目的评估MK-6186在NNRTI无效、感染HIV-1的男性参与者中的抗病毒活性、药代动力学和安全性。方法在2个连续的小组中，18名参与者接受MK-6186（40毫克[A组]或150毫克[B组]）或匹配的安慰剂，每天一次，连续7天。结果对于第 7 天用药后 24 小时 HIV-1 RNA（log10 拷贝数/毫升）与基线相比的平均变化，40 毫克组 MK-6186 与安慰剂的平均差异（90% 置信区间）为 1.54（-1.73，-1.34），150 毫克组为-1.28（-1.81，-0.75）。150毫克组中有一名患者在第6天用药后24小时（第7天用药前）出现病毒反弹，这与V106A少数变异体的生长有关。超深度测序证实，用药前这一少数变异体的比例从 0.26% 扩大到 63.67%。在另一名也检测到 V106A 少数变异体的受试者中，未发现该变异体的增长和反弹。MK-6186 的耐受性普遍良好。MK-6186 吸收迅速，2 小时后浓度达到峰值，随后呈双相下降。MK-6186 的有效 t½ 为 43.9 至 48.7 小时。结论MK-6186 每日单药治疗显示出强大的抗病毒活性，40 毫克剂量时抗病毒活性最大。150 毫克组中有一名患者出现病毒反弹，耐药的 V106A 少数变异体增长，显示出 NNRTIs 典型的耐药性发展风险。由于在 40 毫克组中也检测到了 V106A 少数变异体，但该组中没有出现这种变异体，因此出现这种变异体的原因仍不清楚。MK-6186 可能是联合疗法中的另一种新一代 NNRTI，因为联合抗逆转录病毒疗法可以防止耐药少数变异体的生长。
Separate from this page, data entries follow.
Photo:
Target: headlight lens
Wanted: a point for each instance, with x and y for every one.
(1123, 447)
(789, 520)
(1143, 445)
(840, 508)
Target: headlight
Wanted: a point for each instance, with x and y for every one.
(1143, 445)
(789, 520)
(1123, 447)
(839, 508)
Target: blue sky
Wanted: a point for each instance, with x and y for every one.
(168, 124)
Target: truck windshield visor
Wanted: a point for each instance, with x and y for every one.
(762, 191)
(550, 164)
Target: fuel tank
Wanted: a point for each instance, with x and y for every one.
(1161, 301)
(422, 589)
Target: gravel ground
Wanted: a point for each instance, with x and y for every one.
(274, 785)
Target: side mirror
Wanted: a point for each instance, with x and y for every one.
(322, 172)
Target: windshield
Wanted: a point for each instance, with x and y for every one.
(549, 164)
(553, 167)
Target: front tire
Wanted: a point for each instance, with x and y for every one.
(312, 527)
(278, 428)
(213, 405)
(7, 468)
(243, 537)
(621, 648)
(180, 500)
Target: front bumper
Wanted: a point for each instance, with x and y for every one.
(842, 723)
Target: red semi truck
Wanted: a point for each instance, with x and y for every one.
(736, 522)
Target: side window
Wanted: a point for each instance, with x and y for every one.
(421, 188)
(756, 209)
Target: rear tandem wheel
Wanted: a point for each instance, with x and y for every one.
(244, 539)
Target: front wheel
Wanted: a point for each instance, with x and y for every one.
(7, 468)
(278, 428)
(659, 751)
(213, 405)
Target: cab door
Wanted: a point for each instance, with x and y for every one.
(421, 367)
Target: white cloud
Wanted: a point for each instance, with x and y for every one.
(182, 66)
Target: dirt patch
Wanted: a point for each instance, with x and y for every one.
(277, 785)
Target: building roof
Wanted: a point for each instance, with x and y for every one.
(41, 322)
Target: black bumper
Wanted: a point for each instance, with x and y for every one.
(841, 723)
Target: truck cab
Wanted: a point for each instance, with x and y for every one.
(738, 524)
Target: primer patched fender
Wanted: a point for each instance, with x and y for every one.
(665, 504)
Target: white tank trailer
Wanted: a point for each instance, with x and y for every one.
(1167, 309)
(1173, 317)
本文章由计算机程序翻译，如有差异，请以英文原文为准。

求助全文

约1分钟内获得全文去求助

来源期刊

AIDS research and human retroviruses 医学-病毒学

CiteScore

3.10

自引率

6.70%

发文量

201

审稿时长

3-6 weeks

期刊介绍： AIDS Research and Human Retroviruses was the very first AIDS publication in the field over 30 years ago, and today it is still the critical resource advancing research in retroviruses, including AIDS. The Journal provides the broadest coverage from molecular biology to clinical studies and outcomes research, focusing on developments in prevention science, novel therapeutics, and immune-restorative approaches. Cutting-edge papers on the latest progress and research advances through clinical trials and examination of targeted antiretroviral agents lead to improvements in translational medicine for optimal treatment outcomes. AIDS Research and Human Retroviruses coverage includes: HIV cure research HIV prevention science - Vaccine research - Systemic and Topical PreP Molecular and cell biology of HIV and SIV Developments in HIV pathogenesis and comorbidities Molecular biology, immunology, and epidemiology of HTLV Pharmacology of HIV therapy Social and behavioral science Rapid publication of emerging sequence information.